За окном было серо, ровная безжизненная серость; небо и пористый тающий снег – одного цвета. Я включила электрический чайник, вскоре он затянул свою паровую колыбельную. Плохо дело, если кухонная утварь заботится о тебе, а не наоборот. Но все-таки он меня утешил.

Я налила чай, выпила и сполоснула чашку. Хоть посуду ещё могу за собой мыть – и на том спасибо. Затем поставила чашку на полку к другим чашкам – вручную расписанная посуда бабушки Аделии; лилии к лилиям, фиалки к фиалкам, одинаковые узоры вместе. По крайней мере, в буфете у меня порядок. Но из головы не шло белье, упавшее на ступеньки. Эти тряпки, скомканные лоскуты – точно сброшенная белая кожа. Впрочем, не такая уж и белая. Завещание кому-то: чистые страницы, на которых царапало мое тело, оставляя таинственные знаки, медленно, но уверенно выворачиваясь наизнанку.

Может, попытаться собрать белье и снова запихнуть в корзину – тогда никто ничего не узнает. Никто – это Майра.

Похоже, меня охватила страсть к порядку.

Лучше поздно, чем никогда, говорит Рини.

О, Рини! Как я хочу, чтобы ты была рядом. Вернись и позаботься обо мне!

Но она не придет. Придется самой о себе заботиться. О себе и о Лоре, как я торжественно обещала.

Лучше поздно, чем никогда.

Так на чем я остановилась? Была зима. Нет, это уже было.

Была весна. Весна 1936 года. В этом году все стало разваливаться. Точнее, продолжало разваливаться, но уже серьёзнее, чем прежде.

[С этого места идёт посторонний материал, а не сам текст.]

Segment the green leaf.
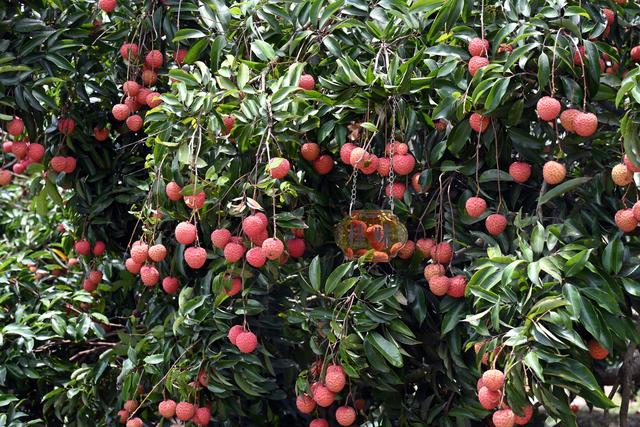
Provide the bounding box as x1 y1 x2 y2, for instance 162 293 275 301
367 331 403 368
538 176 591 206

В том году король Эдуард отрекся от престола; пожертвовал честолюбием ради любви. Нет. Пожертвовал своим честолюбием ради честолюбия герцогини Виндзорской[99]99
  10 декабря 1936 г. король Великобритании Эдуард VIII (1894 – 1972) подписал отречение от престола ради женитьбы на Уоллис Симпсон (1895 – 1986). Герцогом и герцогиней Виндзорской они стали уже после отречения Эдуарда.


[Закрыть]
. Это событие запомнилось. А в Испании началась Гражданская война. Но это все случилось несколько месяцев спустя. Что же было в марте? Нечто. Ричард, шурша газетой за завтраком, сказал: он это все-таки сделал.

В тот день мы завтракали вдвоем. Лора ела с нами только по выходным, да и тогда уклонялась, притворяясь, что ещё спит. В будни она ела одна в кухне, потому что ехала в школу. Ну, не одна: с миссис Мергатройд. А мистер Мергатройд отвозил Лору в школу и забирал оттуда, поскольку Ричард не хотел, чтобы Лора ходила пешком. На самом деле, боялся, что она собьется с пути.

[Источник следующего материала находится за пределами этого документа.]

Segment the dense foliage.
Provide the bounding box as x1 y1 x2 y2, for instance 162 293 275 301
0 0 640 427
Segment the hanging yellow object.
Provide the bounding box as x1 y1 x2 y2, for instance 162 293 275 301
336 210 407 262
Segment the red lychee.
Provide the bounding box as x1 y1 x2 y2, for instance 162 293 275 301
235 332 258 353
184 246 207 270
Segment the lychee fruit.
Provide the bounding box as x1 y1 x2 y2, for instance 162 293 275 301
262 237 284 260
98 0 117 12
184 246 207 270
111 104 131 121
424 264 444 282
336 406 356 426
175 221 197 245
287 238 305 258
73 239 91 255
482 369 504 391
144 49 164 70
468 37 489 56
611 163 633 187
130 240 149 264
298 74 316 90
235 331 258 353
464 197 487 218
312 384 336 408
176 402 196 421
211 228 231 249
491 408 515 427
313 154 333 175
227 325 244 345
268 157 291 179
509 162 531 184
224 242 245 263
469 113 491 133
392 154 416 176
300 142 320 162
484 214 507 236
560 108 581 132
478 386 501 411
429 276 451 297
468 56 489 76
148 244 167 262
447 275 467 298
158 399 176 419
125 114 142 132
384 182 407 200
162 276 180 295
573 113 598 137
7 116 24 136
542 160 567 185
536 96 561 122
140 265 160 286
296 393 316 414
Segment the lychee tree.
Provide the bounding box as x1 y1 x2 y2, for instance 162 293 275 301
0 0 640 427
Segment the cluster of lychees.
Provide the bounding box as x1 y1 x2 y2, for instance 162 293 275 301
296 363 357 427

Лора обедала в школе, а по вторникам и четвергам брала уроки игры на флейте: требовалось на чем-нибудь играть. Начали с фортепиано, но ничего не вышло. С виолончелью то же самое. Нам сказали, что Лора мало занимается, хотя вечерами наш слух порой терзали печальные, фальшивые завывания флейты. Фальшивила она явно намеренно.

– Я с ней поговорю, – сказал как-то Ричард.

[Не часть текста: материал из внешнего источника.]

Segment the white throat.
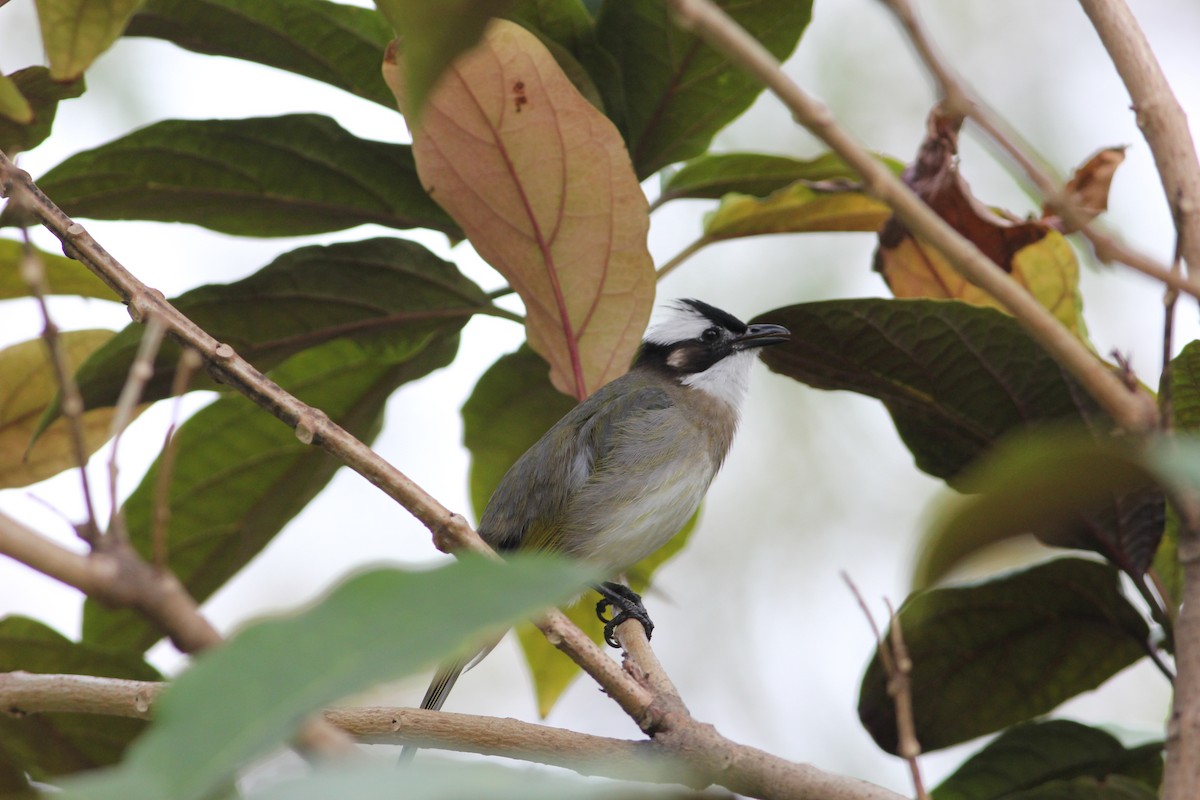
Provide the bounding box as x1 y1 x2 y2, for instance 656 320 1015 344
679 349 758 416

– Вряд ли нам есть, на что жаловаться, – отозвалась я. – Она просто делает, что ты сказал.

Лора больше не дерзила Ричарду. Но тут же покидала комнату, если он входил.

Вернемся к утренней газете. Ричард держал её между нами, и я читала заголовки. Он – это Гитлер, который вошел в Рейнские земли. Он нарушил правила, перешел границу, совершил запретное. Что ж, сказал Ричард, это можно было предвидеть, но, похоже, он застиг их врасплох. Утер им нос. Ловкий парень. Умеет нащупать слабое место. И шанса не упустит. Надо отдать ему должное. Я соглашалась, не слушая. В те месяцы, чтобы не сломаться, мне оставалось лишь ничего не слушать. Глушить все посторонние шумы; подобно канатоходцу, пересекающему Ниагарский водопад, не могла позволить себе глядеть по сторонам – боялась утратить равновесие. А как ещё себя вести, если то, о чем постоянно думаешь, так далеко от жизни, которую вроде бы ведешь? От того, что стоит на столе перед тобою – в то утро там стоял белый нарцисс в вазочке, выдавленный из луковицы, которую прислала Уинифред. Такие прелестные в это время года, говорила она. Так благоухают. Словно вдыхаешь надежду.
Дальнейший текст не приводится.